23.10.2015

Eröffnungsrede von Botschafter Manuel Sager, Direktor DEZA. Kulturcasino Bern.

Rednerin/Redner: Manuel Sager

Sehr geehrte Damen und Herren,

Ich freue mich sehr, heute hier zu sein und diese Veranstaltung zu eröffnen. Es ist nicht selbstverständlich, dass ich diese Ansprache mit einem Rückblick auf einen erfolgreichen Prozess mit einem positiven Resultat verbinden kann. Noch vor drei Jahren – als wir die Arbeit an der neuen Agenda für nachhaltige Entwicklung in Angriff nahmen – stand in den Sternen, ob es jemals gelingen wird, alle Länder hinter einem derart umfassenden und ambitiösen Projekt zu vereinen. Und noch im Juli dieses Jahres, als ich die Schweizer Delegation an der dritten Entwicklungsfinanzierungskonferenz in Addis Abeba leitete, wo es bereits um die Umsetzung und Finanzierung der SDGs ging, war ungewiss, ob dies tatsächlich gelingen würde.

Aber schliesslich – wie sie alle wissen – haben wir es geschafft! Wir: das sind die 193 UNO-Mitgliedstaaten, aber nicht nur! Wir: das sind auch alle anderen, nicht-staatlichen Akteure, die äusserst aktiv an der Ausgestaltung der Agenda 2030 gearbeitet haben. Und das sind auch Sie, meine Damen und Herren, die sich in diesem nationalen Begleitprozess für den Schweizer Beitrag zur Agenda 2030 engagiert haben!

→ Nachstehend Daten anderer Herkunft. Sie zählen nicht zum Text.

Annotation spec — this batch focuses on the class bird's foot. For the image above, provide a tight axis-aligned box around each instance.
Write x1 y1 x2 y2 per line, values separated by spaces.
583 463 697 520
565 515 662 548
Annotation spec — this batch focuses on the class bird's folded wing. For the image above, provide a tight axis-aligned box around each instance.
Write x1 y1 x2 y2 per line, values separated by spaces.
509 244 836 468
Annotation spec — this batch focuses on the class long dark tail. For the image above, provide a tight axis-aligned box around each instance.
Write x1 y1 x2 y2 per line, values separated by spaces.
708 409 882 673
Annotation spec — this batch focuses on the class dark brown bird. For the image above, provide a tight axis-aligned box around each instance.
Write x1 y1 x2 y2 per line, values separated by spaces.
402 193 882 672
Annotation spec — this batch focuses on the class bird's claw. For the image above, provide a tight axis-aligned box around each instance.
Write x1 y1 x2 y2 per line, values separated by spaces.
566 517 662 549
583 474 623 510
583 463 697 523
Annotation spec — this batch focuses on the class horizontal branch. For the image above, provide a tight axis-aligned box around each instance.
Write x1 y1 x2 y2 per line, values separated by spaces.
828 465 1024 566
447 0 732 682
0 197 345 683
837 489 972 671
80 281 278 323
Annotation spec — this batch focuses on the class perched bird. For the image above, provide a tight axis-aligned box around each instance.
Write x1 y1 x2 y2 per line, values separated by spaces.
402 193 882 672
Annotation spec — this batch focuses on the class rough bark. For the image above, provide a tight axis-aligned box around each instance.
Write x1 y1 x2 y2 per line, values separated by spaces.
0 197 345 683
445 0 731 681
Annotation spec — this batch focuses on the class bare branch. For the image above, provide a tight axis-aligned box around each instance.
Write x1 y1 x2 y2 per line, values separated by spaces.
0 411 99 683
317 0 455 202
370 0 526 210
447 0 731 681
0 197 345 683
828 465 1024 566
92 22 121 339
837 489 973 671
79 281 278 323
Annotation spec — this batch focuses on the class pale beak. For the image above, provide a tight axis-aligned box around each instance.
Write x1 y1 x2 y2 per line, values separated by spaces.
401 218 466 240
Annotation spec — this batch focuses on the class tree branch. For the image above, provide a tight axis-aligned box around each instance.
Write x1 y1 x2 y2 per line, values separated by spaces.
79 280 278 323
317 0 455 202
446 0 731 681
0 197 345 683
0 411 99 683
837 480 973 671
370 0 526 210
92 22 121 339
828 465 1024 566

Bundespräsidentin Simonetta Sommaruga hat im Rahmen des UNO-Gipfeltreffens in New York Ende September, an dem die neue Agenda verabschiedet wurde, gerade diesen partizipativen Charakter des internationalen und des Schweizer Engagements hervorgehoben und gelobt. Rückblickend wird heute deutlich, dass genau dieser Ansatz ein wichtiger Teil des Erfolgsrezepts war. Ich danke Ihnen allen für Ihren wertvollen Einsatz in den vergangenen Monaten und Jahren. Sie alle haben zum wichtigen Erfolg beigetragen, der in New York von mehr als 150 Staats- und Regierungschefs mit der Verabschiedung der Agenda 2030 gekrönt wurde. Ich freue mich, dass wir diesen gemeinsamen Erfolg im Anschluss an die heutige Veranstaltung anlässlich eines Apéros auch noch etwas feiern können.

Meine Damen und Herren

Wir wollen aber natürlich nicht nur einfach feiern um des Feierns willen. Wir wollen heute auch noch einmal genau hinschauen und zusammen erörtern, ob die Feier auch tatsächlich begründet ist. Worin besteht die vielgelobte Ambition der Agenda 2030 tatsächlich? Welches (Transformations-) Potenzial liegt wirklich in den neuen, universell gültigen Zielen für nachhaltige Entwicklung? Was können wir tun, um die Umsetzung der Agenda zu einem Erfolg zu machen? Denn, es liegt ja auf der Hand: Die richtige und wichtige Arbeit beginnt erst jetzt, ab 2016, wenn wir weltweit mit der Formulierung konkreter Massnahmen beginnen und diese dann auch umsetzen.

Für mich steht und fällt der Erfolg der Agenda 2030 aber auch mit ihrem Mobilisierungspotenzial. Gelingt es uns, das aktuelle positive Momentum in Tatkraft zu übersetzen und die Massen in den kommenden Monaten und Jahren für die Mitarbeit zur Erreichung dieser Ziele zu motivieren? Ich hoffe es! Zumindest wird diese Hoffnung von den positiven Erfahrungen mit den Millenniumsentwicklungszielen (den MDGs) in den vergangenen 15 Jahren genährt. Denn gerade deren weltweite Mobilisierungskraft – letztlich fast noch mehr bei den nicht-staatlichen als bei den staatlichen Akteuren – hat einen guten Teil des Erfolgs der MDGs ausgemacht.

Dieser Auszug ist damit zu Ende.